The soy complex set back from Thursday’s highs in early Friday trading. Although the expiring September bean contract soared as it approached expiration, the rest of the soy complex declined this morning. Thursday’s USDA reports were quite bullish for the legume markets, but traders may now suspect their immediate reaction was overdone. Others may simply be taking profits before the weekend. November soybeans slid 8.0 cents to $13.88/bushel by late Friday morning, while October soyoil dove 0.42 cents to 42.36 cents/pound, and October soymeal dipped $1.3 to $447.9/ton.

The wheat markets turned decidedly lower this morning. Thursday’s USDA reports were generally bearish for the wheat outlook, but surging soybeans seemed to boost golden grain values as well. Unfortunately for farmers, that support evaporated Friday morning, thereby sparking substantial losses at the three Midwest markets.
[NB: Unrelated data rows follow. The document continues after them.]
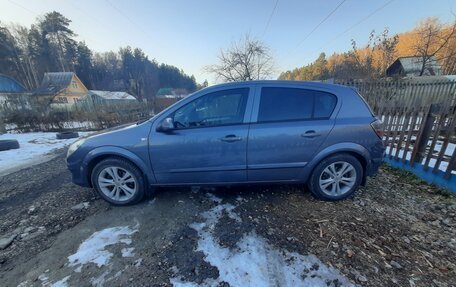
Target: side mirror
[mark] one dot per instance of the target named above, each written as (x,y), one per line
(165,125)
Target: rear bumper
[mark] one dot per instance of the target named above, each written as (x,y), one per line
(79,174)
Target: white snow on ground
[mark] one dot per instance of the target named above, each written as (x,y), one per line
(128,252)
(255,262)
(92,250)
(443,164)
(33,146)
(61,283)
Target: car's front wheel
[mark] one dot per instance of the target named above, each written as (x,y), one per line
(336,177)
(118,181)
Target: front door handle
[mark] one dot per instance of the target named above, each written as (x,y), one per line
(231,138)
(310,134)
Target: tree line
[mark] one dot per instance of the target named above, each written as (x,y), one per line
(429,40)
(49,45)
December CBOT wheat tumbled 12.0 cents to $6.41/bushel just before lunchtime Friday, and December KCBT wheat plunged 9.75 cents to $6.92, while December MGE futures sank 7.75 cents to $7.07.

Cash news apparently boosted cattle futures in early trading. Weak prices in the wholesale and futures markets seemed to bode ill for the short-term outlook. However, Thursday evening news that packers had paid steady money for Southern Plains cattle seems quite encouraging. Today’s CME gains almost surely reflect that. October cattle futures rallied 0.32 cents to 125.15 cents/pound Friday morning, while December added 0.22 to 128.85. Meanwhile, October feeder cattle advanced 0.35 cents to 158.95 cents/pound, and January moved up 0.30 cents to 159.40.

The CME hog market also benefited from cash strength. Recent cash strength encouraged hog traders again Friday morning, but the wholesale markets are proving much less supportive. That’s probably why bulls were able to sustain only a portion of the early CME surge. October hog futures had climbed 0.45 cents to 90.65 cents/pound late Friday morning, while December managed a 0.02-cent gain to 87.30.